# Venison Summer Sausage ( jalapeño and cheese)



## Metal Man (Dec 17, 2008)

Hey guys. I actually made this post for a hunting forum but figured since some of you guys are deer hunters you might like to take a look at it as well. 



OK here is my "how to" for summer sausage. This is just one of many different ways to make summer sausage. If you have never done this i would suggest giving it a try. This is a great way to use ground venison.

For the beginner it may just be easer to pick up a sausage kit. It comes with all your spices,cure and casings in one box. But if your like me you can never leave well enough alone and have to have your own mix that you constantly change...lol

Here's one of my recipes thats pretty simple.

You will need:

5 lb Ground Venison
1 lb Ground Beef
2 cup Water
3 Tbsp Morton Tender Quick (this is the cure and is VERY important)
2 TBSP Non Iodized Salt ( Kosher Salt ..ect )
4 Tbsp Soy Flour ( Non Fat Dry Milk will work)
3 Tbsp Course Black Pepper
1 Tbsp Mustard Seed
1 1/2tsp Onion Powder
2 tsp Garlic Powder
1 cup Jalapeño Pepper's Chopped ( fresh is best)
2 cup High Temp Cheddar Cheese 
2 to 3 2 1/2" X 20" Fibrous Casings
Liquid smoke (optional)( I use 1/2 tsp L.E.M. Liquid Smoke)

While your getting every thing together you'll need to start your casings soaking in a pan of warm water.I add a little salt to the water when i soak mine. It takes about 15 to 30 minutes in warm water for them to get pliable enough to stuff. 

Now i do enough of this and various other things that it was worth it to me to buy a mixer. I've had it so long that i don't remember what i gave for it but i'm gonna guess around $100. But you do not have to have a mixer to do this. You can easily use a large bowl.First off I'll start with the ground venison and ground beef in the mixer. I'll give a few turns before i add the spices. 









Before we get to far let me mention if you don't already know. The cure is very important. Do not skip this part.You can play with the rest of the mix if you like. I'm using Morton's Tender Quick. Morton says use 1 1/2 tsp per pound of ground meat. There are other types of cure on the market ( pink salt cure ect..) that may call for a smaller amount of cure per pound. This is OK,you will just need to figure out the difference and the adjust amount of cure plus salt you need to add. What every you do don't add more cure then it calls for. Too much cure is a bad thing.

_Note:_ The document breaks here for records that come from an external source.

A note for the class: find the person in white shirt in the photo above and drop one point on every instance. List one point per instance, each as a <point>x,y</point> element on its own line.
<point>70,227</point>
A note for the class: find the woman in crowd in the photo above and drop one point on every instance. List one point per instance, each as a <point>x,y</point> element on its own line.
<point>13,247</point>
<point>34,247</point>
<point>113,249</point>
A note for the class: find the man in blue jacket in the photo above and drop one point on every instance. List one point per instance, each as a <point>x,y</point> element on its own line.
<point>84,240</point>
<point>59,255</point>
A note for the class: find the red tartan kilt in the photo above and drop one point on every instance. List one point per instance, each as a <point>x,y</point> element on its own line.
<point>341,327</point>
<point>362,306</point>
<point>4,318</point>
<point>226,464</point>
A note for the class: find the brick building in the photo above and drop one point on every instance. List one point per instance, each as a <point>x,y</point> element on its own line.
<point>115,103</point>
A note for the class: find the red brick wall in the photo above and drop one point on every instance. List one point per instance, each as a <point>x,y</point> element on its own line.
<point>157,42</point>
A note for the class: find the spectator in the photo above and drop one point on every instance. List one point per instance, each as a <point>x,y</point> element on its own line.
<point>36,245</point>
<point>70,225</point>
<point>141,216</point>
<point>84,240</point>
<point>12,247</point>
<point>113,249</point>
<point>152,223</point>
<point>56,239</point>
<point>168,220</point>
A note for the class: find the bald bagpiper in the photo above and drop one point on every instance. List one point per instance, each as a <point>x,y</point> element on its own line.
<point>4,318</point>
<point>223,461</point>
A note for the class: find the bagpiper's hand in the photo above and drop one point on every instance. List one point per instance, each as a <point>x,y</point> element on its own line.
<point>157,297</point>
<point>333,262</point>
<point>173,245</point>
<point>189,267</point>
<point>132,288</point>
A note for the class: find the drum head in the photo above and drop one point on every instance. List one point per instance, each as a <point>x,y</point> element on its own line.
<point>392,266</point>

Now you can add the spices( not peppers and cheese). There are two ways to do this. You can just dump them in with the meat or you can mix them together with the water and pour them in. Either way its gonna get mixed up. If you using a bowl and you hands to mix it then it might be easier to add it to the water. Once you have all the spices and water in you can add the soy flour. The soy flour is important.It acts as a binder and helps hold moister in the sausage. If you plan to add liquid smoke ,add it to the water. Its hard to get the smoke flavor deep in the sausage so i add a little even though i'm smoking it. If you plan to use the oven i suggest using it as well.


Once you have the mixture mixed up good you can add the peppers. Now you can adjust the amount of peppers to your taste. If your in to adding a little kick you could add some cayennes to it :aargh4: Mix the peppers in nice a good before you add the cheese. Its the last thing you want to add because it breaks apart very easy. 

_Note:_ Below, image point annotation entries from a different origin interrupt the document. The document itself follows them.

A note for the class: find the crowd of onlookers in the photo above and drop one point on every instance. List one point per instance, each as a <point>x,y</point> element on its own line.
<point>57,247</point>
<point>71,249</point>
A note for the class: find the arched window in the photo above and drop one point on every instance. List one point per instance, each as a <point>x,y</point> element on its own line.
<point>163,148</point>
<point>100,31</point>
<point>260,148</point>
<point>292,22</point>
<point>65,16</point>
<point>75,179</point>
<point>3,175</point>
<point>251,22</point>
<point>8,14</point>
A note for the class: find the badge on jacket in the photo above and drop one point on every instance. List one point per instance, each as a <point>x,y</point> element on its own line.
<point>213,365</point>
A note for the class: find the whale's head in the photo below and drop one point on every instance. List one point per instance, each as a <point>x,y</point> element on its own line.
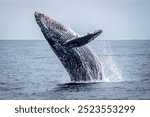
<point>61,36</point>
<point>52,29</point>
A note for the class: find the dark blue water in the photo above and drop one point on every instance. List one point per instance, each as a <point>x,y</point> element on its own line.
<point>30,70</point>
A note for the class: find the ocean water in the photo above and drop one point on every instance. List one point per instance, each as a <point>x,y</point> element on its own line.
<point>30,70</point>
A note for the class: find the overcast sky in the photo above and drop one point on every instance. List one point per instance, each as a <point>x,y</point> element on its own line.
<point>119,19</point>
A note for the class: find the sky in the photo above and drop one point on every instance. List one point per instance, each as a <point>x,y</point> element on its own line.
<point>119,19</point>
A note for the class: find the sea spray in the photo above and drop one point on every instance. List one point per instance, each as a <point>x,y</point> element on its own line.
<point>111,70</point>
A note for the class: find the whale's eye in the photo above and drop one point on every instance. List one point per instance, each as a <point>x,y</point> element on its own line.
<point>58,26</point>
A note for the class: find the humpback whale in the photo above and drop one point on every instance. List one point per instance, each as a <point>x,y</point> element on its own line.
<point>77,58</point>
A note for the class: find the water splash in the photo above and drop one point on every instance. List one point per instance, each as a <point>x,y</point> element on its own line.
<point>111,70</point>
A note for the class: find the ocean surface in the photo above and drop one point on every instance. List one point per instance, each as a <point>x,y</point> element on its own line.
<point>30,70</point>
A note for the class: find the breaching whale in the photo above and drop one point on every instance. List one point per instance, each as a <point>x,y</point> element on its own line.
<point>78,59</point>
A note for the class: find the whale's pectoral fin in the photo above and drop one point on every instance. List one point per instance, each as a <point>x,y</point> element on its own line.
<point>80,41</point>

Now i like to use the High Temp Cheddar Cheese. I can not find it local so i always order it off the internet. Theres a bunch of places that offer it for a decent price. I've tried regular cheddar cheese many times and it never comes out like i like it.So i stick with the high temp stuff.

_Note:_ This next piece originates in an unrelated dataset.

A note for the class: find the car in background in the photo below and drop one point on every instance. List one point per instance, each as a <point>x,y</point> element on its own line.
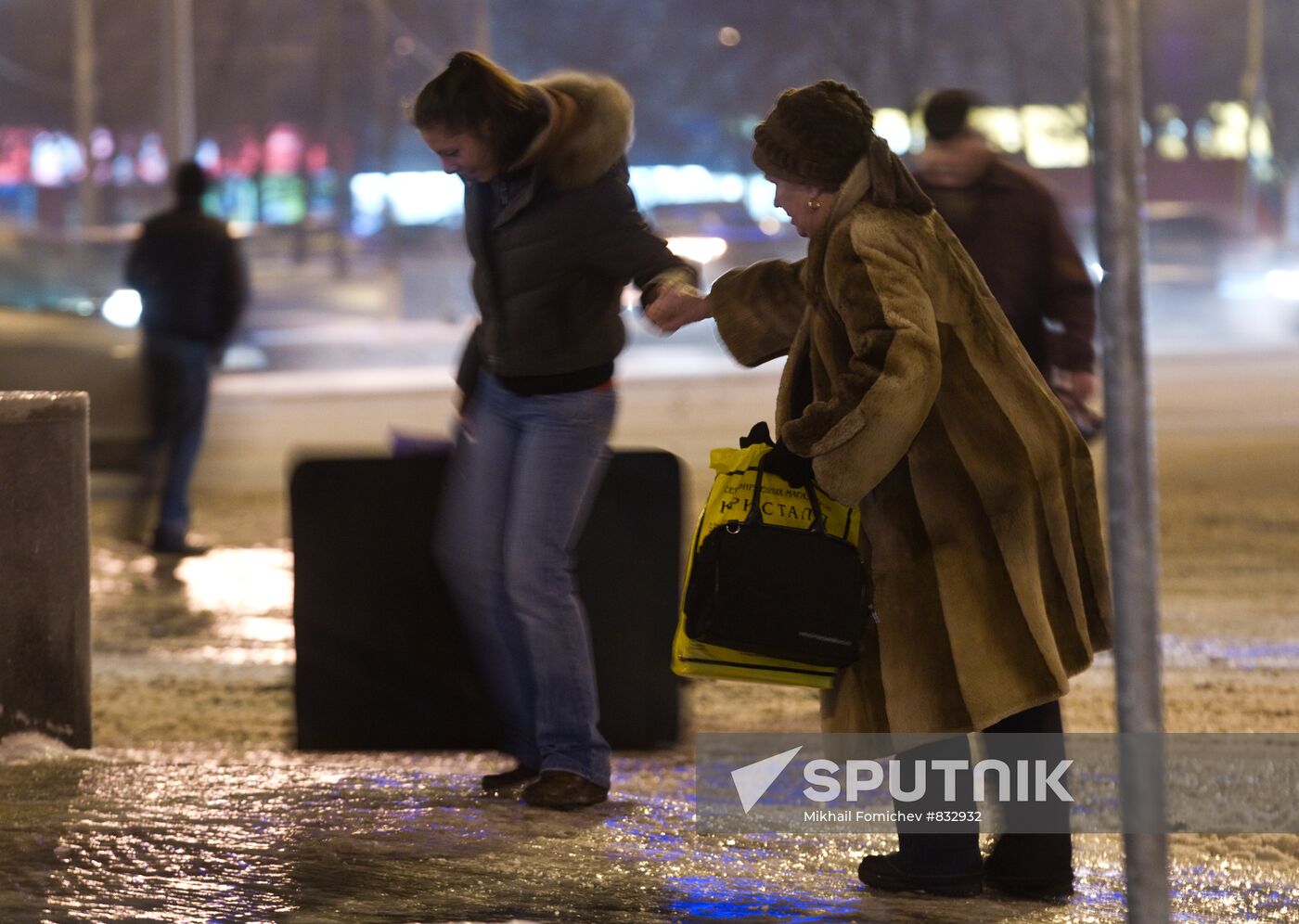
<point>720,236</point>
<point>67,325</point>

Heres a pic all mixed up and ready to stuff.










OK now we got to get it in the casings.First take the casing out of the water and shake the water off.Its OK if there still wet.Then get to stuffing. This is super easy to do with a stuffer but you might not have one. What i use to do before i bought the stuffer was use my jerky shooter to stuff the casings. You can pick one up a Walmart pretty cheap. Or you could just roll the meat into small balls and drop it in the casing. Then use your fingers to push it to the end like a tube of tooth paste.Whether you use a stuffer,jerky shooter or by hand the meat needs to be packed pretty tight in the casing. Completely filling it out. The casing is breathable so any air in the casing will need to be pushed out. Once full you can tie the end of the casing off with just about anything. I used bread ties this time.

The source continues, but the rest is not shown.